Background information
- Born: Darren Farris August 2, 1972 (age 53)
- Origin: Los Angeles, California, U.S.
- Genres: Power pop, pop rock, rock, AOR
- Occupations: Singer-songwriter, record producer
- Instruments: Guitar, keyboards
- Years active: 2007–present
- Label: GRM Records
- Website: darrenfarris.com

= Darren Farris =

American singer-songwriter

Darren Farris (born August 2, 1972) is an American singer-songwriter based out of Los Angeles, California. As a musician he is most notable for the self-penned 2008 singles "Jenna" and "Save Me", from the album Psychopathic Issues. Just weeks after the 2008 release of Psychopathic Issues, Farris' father died. The death of his father sent Farris into social reclusion for several months, distancing himself from the music industry and his new-found fans. In the spring of 2009 Farris emerged from his hiatus and resumed promotion efforts for Psychopathic Issues with a deep space, broadcast transmission of his single "Save Me". The deep space transmission garnered Farris some press headlines and put him second only to The Beatles for similar deep space broadcasts.

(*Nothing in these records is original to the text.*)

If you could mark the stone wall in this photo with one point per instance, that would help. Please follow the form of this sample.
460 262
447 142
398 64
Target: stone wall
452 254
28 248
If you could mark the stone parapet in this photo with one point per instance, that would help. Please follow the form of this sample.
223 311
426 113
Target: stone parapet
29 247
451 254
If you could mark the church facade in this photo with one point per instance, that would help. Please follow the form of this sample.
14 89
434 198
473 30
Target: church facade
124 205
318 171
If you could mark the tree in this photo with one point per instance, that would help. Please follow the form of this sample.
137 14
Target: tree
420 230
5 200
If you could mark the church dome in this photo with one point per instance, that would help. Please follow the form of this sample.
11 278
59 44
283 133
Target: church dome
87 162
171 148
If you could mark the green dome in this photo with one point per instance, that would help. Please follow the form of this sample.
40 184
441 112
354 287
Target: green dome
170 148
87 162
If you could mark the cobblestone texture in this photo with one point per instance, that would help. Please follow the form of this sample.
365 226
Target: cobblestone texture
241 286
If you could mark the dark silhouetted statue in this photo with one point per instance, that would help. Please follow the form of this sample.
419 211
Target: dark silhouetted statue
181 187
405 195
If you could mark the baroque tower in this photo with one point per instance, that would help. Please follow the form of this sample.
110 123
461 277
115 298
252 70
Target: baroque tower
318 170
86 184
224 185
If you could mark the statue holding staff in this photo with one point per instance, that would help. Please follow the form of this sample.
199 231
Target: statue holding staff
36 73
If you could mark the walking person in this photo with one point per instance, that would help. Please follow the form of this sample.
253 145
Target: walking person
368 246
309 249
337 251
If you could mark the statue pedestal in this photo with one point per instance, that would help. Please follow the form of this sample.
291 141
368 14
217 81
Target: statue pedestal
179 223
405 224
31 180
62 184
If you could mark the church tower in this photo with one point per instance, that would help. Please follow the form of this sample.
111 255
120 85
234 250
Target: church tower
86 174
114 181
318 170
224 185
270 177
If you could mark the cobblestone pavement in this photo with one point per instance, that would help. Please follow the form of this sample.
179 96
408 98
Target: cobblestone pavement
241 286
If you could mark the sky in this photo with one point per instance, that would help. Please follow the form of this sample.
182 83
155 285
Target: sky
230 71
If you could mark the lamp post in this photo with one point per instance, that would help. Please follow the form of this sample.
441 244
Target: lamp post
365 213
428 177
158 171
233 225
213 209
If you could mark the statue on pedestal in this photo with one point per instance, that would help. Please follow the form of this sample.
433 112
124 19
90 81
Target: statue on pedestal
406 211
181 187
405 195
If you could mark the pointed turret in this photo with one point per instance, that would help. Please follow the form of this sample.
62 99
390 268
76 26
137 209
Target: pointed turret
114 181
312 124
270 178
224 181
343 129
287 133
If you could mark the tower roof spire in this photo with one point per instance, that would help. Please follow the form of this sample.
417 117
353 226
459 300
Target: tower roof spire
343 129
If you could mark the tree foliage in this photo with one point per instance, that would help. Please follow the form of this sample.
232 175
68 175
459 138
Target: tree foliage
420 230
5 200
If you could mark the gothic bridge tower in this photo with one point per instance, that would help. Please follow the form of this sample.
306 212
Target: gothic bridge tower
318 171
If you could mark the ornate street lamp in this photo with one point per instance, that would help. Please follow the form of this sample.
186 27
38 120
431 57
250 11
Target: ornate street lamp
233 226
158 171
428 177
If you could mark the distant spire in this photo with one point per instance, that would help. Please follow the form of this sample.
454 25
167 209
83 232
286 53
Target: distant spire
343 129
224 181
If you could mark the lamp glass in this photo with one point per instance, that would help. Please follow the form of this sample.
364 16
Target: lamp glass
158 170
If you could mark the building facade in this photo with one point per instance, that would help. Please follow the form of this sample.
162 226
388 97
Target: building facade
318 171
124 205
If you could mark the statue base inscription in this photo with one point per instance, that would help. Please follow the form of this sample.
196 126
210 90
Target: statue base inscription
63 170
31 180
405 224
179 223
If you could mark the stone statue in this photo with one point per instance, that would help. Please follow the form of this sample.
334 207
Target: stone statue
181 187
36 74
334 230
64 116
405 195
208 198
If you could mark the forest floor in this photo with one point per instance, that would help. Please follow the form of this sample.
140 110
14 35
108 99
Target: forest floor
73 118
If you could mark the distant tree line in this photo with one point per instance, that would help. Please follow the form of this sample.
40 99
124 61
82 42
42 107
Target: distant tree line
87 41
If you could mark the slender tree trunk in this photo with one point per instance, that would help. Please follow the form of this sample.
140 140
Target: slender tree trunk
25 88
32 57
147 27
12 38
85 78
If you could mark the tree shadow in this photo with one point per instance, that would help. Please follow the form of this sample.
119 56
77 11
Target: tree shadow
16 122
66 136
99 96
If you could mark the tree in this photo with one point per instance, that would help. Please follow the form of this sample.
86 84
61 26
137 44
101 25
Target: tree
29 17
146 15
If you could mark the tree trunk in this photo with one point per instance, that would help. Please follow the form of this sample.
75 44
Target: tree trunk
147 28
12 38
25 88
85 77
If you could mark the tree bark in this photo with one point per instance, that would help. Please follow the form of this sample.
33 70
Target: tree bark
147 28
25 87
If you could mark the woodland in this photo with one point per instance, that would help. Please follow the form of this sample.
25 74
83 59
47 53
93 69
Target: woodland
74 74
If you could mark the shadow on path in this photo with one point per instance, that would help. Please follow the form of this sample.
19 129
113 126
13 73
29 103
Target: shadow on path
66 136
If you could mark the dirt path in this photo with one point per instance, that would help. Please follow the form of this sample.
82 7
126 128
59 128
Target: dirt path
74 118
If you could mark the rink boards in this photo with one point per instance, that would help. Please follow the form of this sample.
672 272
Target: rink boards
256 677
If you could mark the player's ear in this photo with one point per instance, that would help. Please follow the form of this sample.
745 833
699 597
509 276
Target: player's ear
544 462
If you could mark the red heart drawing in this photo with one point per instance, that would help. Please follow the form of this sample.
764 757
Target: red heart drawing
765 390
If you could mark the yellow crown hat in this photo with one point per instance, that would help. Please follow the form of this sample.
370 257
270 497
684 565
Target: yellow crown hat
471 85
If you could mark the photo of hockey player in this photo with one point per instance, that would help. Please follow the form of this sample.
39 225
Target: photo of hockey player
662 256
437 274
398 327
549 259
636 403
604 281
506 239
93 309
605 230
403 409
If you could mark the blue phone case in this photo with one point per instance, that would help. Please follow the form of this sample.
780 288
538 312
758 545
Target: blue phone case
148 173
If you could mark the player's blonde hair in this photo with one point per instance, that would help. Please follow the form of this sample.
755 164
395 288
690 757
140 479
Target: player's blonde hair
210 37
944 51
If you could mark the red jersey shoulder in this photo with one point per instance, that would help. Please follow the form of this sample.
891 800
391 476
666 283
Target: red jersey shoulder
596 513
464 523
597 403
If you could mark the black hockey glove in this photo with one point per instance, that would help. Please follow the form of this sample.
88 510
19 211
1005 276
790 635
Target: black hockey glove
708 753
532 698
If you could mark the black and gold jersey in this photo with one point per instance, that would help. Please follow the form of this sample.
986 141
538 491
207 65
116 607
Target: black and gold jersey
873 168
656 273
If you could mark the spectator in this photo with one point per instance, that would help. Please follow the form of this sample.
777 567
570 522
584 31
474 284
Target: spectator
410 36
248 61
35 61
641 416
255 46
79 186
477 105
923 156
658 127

However, despite several efforts Farris was unable to spawn another significant hit song from the album.

== Early years==

After being raised the first five years of his life in Chicago, Illinois, the Farris' family relocated to Tennessee. Darren was so influenced by the music being pumped out of the Memphis airwaves, that he would ditch school to hang out at Beale Street dives. Later he would relocate to Los Angeles and study acting under the Hollywood-based acting coach Ellen Gerstein.